At one point, Renee is kidnapped into Prince Kazim’s harem. To rescue her, Ernest slathers on darkening make-up, wraps a towel around his head to make a turban, and begins talking in a stereotypical South Asian/Indian accent. While Varney was incredibly talented at reproducing the Southern dialects of the region he grew up in, his non-American accents were always caricatured more than recreated. When it was English or Australian, it was more tolerable because those aren’t marginalized groups. When you are a majority white film production and your lead actor is doing brownface then you have certainly lost the plot at minimum.
Later, when Ernest encounters the tribe to whom the jewels belong, he attempts to communicate with them through 1970s (and some 90s) U.S. “jive talk.” He calls them “homies.” You watch this and think that Varney had to know how awful it was. He had worked in the theater and in Hollywood. This was 1997, not a time when anyone could claim legitimate naivety about the history and conflict surrounding race in both the United States and South Africa, where the film was shot. Everything about the picture is limp, lifeless, and embarrassing.
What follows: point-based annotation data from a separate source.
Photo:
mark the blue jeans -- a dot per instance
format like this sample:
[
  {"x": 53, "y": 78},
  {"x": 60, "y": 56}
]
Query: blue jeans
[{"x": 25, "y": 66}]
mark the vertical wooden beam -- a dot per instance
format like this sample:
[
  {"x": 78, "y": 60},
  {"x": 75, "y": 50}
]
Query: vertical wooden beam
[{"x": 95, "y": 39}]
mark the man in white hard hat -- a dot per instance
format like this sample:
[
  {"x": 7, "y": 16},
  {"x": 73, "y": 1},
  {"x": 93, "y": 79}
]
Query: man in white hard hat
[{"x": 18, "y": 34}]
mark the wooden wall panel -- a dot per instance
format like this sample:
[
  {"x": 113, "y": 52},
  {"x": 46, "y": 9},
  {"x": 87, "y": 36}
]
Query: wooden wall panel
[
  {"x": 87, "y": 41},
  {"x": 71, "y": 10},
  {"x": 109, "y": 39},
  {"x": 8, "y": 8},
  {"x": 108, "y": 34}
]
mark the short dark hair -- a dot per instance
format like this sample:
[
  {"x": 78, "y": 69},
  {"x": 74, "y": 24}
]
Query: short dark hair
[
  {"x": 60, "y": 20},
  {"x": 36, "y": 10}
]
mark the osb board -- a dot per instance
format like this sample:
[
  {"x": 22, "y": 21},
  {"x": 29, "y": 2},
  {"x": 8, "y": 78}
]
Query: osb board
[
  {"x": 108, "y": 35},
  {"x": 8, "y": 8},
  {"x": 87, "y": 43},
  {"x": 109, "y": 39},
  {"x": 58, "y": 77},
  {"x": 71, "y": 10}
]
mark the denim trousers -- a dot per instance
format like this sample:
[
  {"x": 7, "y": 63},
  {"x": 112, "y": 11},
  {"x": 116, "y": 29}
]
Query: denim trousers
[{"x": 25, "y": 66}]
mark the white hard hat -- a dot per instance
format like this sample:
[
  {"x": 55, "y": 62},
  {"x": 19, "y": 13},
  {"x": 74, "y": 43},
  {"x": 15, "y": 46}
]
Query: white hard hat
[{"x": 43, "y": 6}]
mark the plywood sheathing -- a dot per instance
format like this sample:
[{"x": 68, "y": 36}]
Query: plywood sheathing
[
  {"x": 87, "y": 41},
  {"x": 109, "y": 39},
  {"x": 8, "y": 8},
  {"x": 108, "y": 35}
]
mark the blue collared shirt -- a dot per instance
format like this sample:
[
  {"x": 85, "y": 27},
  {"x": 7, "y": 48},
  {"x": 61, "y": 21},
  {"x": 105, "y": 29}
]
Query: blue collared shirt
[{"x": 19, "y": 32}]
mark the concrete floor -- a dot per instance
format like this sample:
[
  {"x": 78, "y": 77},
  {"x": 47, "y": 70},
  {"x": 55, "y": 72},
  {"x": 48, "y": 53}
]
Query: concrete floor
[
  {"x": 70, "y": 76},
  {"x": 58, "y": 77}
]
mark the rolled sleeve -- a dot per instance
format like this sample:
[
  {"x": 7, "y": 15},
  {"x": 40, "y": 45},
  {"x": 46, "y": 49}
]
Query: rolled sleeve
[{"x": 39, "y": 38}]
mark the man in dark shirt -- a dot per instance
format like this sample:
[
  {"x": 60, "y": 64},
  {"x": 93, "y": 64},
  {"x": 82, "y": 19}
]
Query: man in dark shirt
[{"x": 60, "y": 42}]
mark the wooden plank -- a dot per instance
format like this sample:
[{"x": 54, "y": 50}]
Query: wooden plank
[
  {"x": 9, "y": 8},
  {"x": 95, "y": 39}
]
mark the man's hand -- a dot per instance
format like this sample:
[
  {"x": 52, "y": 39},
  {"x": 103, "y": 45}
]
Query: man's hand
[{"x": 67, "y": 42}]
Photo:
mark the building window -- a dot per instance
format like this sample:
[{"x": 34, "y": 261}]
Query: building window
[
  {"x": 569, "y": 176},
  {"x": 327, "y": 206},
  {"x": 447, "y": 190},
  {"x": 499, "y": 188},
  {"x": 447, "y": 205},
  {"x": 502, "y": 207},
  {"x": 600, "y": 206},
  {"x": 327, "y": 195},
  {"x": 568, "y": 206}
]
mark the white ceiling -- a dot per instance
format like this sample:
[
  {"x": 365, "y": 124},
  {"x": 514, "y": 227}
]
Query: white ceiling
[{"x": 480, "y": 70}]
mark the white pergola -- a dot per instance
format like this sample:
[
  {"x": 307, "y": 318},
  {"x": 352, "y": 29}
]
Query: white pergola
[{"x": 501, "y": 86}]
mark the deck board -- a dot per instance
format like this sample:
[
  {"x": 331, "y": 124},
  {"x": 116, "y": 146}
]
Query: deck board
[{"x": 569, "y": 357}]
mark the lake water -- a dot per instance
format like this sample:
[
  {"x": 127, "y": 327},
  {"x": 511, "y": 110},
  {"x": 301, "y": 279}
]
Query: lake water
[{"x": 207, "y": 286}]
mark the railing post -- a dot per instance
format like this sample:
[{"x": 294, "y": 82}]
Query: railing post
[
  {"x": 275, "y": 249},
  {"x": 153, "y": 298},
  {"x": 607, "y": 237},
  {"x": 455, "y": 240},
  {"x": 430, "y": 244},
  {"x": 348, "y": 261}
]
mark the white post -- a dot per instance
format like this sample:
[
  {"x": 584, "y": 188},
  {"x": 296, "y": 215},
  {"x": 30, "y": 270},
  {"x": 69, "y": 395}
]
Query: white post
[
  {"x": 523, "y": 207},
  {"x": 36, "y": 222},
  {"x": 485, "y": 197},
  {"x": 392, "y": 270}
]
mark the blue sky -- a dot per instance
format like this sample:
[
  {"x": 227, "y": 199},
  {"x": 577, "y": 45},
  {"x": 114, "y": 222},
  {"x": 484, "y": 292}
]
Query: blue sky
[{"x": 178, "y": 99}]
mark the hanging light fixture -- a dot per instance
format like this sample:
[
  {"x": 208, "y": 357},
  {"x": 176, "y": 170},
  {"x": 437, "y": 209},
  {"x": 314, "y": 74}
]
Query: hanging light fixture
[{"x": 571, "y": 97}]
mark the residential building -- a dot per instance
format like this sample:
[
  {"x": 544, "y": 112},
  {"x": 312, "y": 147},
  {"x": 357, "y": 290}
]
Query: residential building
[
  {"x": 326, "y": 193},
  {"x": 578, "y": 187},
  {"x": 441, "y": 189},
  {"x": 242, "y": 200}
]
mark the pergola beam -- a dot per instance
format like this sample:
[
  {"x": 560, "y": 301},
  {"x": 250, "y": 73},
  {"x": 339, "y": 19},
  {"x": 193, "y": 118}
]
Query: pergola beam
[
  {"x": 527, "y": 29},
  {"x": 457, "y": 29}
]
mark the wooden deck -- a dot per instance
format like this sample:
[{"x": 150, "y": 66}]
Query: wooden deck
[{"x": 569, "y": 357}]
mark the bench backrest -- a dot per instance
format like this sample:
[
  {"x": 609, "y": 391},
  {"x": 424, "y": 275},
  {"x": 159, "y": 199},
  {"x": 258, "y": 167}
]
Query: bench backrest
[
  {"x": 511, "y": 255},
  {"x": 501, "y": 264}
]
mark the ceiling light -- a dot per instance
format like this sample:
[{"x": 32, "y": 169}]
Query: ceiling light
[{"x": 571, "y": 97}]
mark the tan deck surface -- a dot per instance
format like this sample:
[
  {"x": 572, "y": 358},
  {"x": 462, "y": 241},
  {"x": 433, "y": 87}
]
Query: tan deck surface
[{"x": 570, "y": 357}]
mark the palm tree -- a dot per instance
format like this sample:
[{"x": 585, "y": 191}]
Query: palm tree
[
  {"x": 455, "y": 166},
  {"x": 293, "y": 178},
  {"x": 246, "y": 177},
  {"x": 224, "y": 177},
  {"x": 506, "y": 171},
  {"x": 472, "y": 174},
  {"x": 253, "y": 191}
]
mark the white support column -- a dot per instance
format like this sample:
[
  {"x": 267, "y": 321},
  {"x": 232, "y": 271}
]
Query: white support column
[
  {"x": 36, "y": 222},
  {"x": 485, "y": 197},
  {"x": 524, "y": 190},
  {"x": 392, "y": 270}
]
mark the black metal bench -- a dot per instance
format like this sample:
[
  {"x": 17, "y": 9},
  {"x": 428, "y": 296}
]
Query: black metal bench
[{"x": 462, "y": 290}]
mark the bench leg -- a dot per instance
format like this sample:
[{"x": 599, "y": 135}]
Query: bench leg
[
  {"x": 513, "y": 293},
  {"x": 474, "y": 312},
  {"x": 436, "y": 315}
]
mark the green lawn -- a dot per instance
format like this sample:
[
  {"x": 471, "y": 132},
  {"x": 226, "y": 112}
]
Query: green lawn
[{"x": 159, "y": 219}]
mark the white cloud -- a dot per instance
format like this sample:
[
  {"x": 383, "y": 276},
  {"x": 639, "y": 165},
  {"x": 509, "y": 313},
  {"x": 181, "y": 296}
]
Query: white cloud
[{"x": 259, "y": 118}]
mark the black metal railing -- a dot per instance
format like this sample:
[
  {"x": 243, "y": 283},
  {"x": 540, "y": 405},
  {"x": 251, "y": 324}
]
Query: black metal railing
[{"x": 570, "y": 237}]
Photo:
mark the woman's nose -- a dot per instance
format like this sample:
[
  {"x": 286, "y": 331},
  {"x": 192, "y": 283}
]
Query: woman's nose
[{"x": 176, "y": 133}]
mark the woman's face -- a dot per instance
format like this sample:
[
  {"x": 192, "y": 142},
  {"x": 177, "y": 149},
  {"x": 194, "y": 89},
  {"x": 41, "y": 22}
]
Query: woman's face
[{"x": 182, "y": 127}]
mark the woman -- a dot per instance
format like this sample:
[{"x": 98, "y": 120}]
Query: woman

It seemed very evident that the Ernest franchise wouldn’t last much longer. There was one more film before Varney’s cancer would overtake him. That would be shot back to back with this one. It was also shot in South Africa due to what I assume were some tax breaks. While previous entries were never perfect it is shocking to see Ernest Saves Christmas or Ernest Scared Stupid and then something like this. I would argue this wouldn’t even be good enough to cut up as a TV series. The production quality and writing are that bad. It would seem Ernest’s legacy would conclude in the most disappointing fashion.